I think our unique store proposition would be the focus on creating exactly what’s in our customers’ imaginations. The client is the driver. We’re branded as Warren Jewellers, but we’re selling their product. We started with 3-D right around when Stuller introduced it, and Stuller tells us we’re No. 2 in the country for our percentage of 3-D–printed engagement ring orders.
Can you describe a time when you or someone in your store went above and beyond for a customer?
One of my employees was in traffic, and in front of her was a vehicle that had a magnetic bumper sticker showing the name and logo, which included a ballet slipper, of a local dance studio. She knew the owners of the studio were good clients. So she [called] the husband with an idea—to make the ballet slipper in 3-D with diamonds as a gift for his wife. He went for it…and later came back and bought matching earrings.
What one advertisement or promotion has elicited the biggest response, and why do you think it worked?
We just hosted an event for our 40th anniversary and it was awesome. We hired a branding consultant recently, and she’s been doing the coordination of everything and pulling all the elements of the business together. The event worked! We had around 100 people at the event and we sold 80 percent of the people who came. We offered a 15 percent discount, which was not huge but something, and [promoted] on social media and also through brochure cards planted around the community. It was a profitable event and it wasn’t expensive for us at all.
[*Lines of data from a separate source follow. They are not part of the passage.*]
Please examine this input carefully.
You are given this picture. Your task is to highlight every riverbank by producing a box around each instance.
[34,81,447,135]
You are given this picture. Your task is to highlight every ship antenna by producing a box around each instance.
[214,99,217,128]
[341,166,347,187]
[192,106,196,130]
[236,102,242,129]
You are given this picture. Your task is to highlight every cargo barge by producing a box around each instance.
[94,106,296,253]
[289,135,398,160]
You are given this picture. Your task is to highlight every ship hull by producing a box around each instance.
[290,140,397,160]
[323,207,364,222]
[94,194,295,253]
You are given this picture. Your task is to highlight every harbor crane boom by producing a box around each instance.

What has been your biggest challenge, and how have you resolved it?
I think the biggest challenge is doing business with the realization that the multibrand jeweler model—the one we grew up with—is dead. That all went away in the third quarter of 2008. Today [success relies on] being able to combine technology with the understanding that it’s the customer who’s driving your brand. It’s been important to tune out the noise and focus on the client and not be naïve. Don’t hold on to the old ways of the independent jewelry model. Recognize that that’s gone.
What is the secret to your long-standing success?
Adaptation. I was robbed in the 1980s without any insurance. I lost everything and I knew it that day. The FBI was dusting for fingerprints and police were standing around when a couple walked into the store wanting an engagement ring. They were so in love and distracted, they didn’t even notice it was a crime scene. I was able to pull myself together and talk them into coming in the next day to see rings I had in my second store. They came back and I had three rings to show them, total. They bought one. To be able to grab your brain cells together at any moment and be present and relevant for a client—that really is the mentality you need.